Crome Yellow (1921) attacks Victorian and Edwardian social principles which led to World War I and its terrible aftermath. Together with Huxley's second novel, Antic Hay (1923), the book expresses much of the mood of disenchantment of the early 1920s. It was intended to reflect, as Huxley stated in a letter to his father, "the life and opinions of an age which has seen the violent disruption of almost all the standards, conventions and values current in the present epoch."

Huxley's reputation for iconoclasm and emancipation grew. He was condemned for his explicit discussion of sex and free thought in his fiction. Antic Hay, for example, was burned in Cairo and in the years that followed many of Huxley's books were received with disapproval or banned at one time or another. Following the exclusion of Brave New World, Point Counter Point and even Island from Time magazine's list of 'All-Time 100 Novels' there was uproar. One critic became particularly incensed, proclaiming such a decision to be "blasphemous".

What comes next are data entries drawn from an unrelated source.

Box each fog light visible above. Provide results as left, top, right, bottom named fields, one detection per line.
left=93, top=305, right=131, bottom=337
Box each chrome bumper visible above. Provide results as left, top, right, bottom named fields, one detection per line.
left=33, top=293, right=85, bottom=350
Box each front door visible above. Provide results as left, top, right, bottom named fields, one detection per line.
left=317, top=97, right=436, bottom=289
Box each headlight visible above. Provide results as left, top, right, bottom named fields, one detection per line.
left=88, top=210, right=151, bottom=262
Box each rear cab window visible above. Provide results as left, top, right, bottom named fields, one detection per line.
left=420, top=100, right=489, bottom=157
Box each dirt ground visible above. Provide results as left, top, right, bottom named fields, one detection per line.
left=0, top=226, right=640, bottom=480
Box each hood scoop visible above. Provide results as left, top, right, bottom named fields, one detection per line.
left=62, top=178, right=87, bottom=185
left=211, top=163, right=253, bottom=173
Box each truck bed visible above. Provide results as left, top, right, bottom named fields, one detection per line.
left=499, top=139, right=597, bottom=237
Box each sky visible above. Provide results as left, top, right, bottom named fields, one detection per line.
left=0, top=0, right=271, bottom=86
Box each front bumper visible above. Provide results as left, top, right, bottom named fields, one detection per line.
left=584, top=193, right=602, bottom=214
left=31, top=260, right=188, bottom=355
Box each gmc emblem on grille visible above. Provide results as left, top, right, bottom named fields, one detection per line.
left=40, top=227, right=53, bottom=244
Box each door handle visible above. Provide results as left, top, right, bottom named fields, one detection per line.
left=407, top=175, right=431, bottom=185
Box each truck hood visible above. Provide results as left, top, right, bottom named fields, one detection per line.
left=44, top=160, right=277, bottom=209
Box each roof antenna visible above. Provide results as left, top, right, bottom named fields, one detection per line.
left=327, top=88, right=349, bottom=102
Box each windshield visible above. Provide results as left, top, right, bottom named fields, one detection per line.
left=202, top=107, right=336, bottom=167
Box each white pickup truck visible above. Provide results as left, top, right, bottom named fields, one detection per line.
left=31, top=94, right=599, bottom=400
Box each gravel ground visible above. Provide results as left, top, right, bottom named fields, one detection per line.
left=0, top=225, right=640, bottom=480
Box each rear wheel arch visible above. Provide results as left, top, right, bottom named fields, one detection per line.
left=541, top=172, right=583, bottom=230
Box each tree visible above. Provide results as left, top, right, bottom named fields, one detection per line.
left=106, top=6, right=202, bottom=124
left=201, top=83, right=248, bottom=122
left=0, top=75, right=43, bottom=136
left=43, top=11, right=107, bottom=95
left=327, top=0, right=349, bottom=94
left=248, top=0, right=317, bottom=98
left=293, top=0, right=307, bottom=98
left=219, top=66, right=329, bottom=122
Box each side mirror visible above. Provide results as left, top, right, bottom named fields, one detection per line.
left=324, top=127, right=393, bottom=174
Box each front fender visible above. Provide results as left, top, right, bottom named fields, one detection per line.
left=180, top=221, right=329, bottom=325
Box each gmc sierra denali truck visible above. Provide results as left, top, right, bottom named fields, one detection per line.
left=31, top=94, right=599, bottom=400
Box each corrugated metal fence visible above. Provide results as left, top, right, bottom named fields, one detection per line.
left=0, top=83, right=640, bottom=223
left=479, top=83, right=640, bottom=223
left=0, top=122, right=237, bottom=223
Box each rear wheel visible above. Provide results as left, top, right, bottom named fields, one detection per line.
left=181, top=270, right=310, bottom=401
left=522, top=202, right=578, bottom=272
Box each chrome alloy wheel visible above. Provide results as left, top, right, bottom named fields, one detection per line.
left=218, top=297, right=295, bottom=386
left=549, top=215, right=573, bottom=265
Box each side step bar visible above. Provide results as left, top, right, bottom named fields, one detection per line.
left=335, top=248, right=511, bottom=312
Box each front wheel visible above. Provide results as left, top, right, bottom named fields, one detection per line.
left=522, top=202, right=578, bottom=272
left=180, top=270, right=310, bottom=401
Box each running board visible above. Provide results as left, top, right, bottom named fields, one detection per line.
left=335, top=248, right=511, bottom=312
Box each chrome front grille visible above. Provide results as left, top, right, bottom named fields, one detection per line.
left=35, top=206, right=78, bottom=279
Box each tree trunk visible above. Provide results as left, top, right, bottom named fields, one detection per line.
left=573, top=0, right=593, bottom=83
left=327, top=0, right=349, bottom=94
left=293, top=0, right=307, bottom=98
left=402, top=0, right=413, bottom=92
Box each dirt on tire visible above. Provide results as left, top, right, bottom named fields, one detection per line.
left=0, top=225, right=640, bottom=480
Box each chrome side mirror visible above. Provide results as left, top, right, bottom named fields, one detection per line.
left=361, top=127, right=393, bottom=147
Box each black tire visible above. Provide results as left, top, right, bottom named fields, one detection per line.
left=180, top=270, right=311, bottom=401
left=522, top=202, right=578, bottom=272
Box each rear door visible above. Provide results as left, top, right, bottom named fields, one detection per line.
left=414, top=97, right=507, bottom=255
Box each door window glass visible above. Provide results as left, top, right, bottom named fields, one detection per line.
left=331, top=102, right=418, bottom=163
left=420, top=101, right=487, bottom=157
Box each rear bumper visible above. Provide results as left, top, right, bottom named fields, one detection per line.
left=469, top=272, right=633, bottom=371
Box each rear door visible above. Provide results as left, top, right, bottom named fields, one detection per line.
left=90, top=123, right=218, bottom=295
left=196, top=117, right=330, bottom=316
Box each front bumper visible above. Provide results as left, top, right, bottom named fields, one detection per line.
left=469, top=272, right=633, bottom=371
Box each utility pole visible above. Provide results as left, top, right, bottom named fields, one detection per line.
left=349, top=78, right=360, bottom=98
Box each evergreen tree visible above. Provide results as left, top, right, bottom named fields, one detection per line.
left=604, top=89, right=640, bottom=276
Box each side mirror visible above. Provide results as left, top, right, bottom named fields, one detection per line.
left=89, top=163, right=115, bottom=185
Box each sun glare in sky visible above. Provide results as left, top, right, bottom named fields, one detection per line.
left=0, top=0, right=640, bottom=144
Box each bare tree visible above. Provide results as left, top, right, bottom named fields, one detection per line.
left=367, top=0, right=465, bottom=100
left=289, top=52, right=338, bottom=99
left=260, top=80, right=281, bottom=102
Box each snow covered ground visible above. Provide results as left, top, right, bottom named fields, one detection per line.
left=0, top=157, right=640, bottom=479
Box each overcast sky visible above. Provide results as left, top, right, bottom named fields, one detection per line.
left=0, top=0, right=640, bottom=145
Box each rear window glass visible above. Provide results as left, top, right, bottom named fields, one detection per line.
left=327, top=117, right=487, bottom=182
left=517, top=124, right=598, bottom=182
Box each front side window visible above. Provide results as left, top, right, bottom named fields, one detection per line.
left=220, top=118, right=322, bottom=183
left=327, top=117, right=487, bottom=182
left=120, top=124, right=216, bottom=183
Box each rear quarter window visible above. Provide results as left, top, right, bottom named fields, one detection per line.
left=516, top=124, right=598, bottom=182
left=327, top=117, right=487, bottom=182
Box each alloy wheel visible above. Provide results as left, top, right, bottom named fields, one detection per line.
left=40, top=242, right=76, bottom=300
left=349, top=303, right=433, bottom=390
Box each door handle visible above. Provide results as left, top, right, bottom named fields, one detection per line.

Huxley, however, said that a novel should be full of interesting opinions and arresting ideas, describing his aim as a novelist as being 'to arrive, technically, at a perfect fusion of the novel and the essay'; and with Point Counter Point (1928), Huxley wrote his first true 'novel of ideas', the type of thought-provoking fiction with which he is now associated.

One of his main ideas was pessimism about the cultural future of society, a pessimism which sprang largely from his visit to the United States between September 1925 and June 1926. He recounted his experiences in Jesting Pilate (1926): 'The thing which is happening in America is a revaluation of values, a radical alteration (for the worse) of established standards', and it was soon after this visit that he conceived the idea of writing a satire of what he had encountered.".[7]

A widespread fear of Americanization had already existed in Europe since the mid-nineteenth century and Brave New World (1932) as well as Island (1962) form the cornerstone of Huxley's damning indictment of American commercialism. Brave New World (as well as Orwell's Nineteen Eighty-Four and Yevgeni Zamyatin's We) helped form the anti-utopian or dystopian tradition in literature and has become synonymous with a future world in which the human spirit is subject to conditioning and control. Island acts as an antonym to Brave New World; it is described as "one of the truly great philosophical novels". [8]

He devoted his time at his small house at Llano in the Mojave Desert to a life of contemplation, mysticism and experimentation with hallucinogenic drugs. His suggestions in The Doors of Perception (1954) that mescalin and lysergic acid were 'drugs of unique distinction' which should be exploited for the 'supernaturally brilliant' visionary experience they offered provoked even more outrage than his passionate defense of the Bates method in The Art of Seeing (1942). However, the book went on to become a cult text in the psychedelic 1960s, being the inspiration for the name of the rock band, The Doors. Huxley also appears on the sleeve of the Beatles' landmark 1967 album Sgt. Pepper's Lonely Hearts Club Band.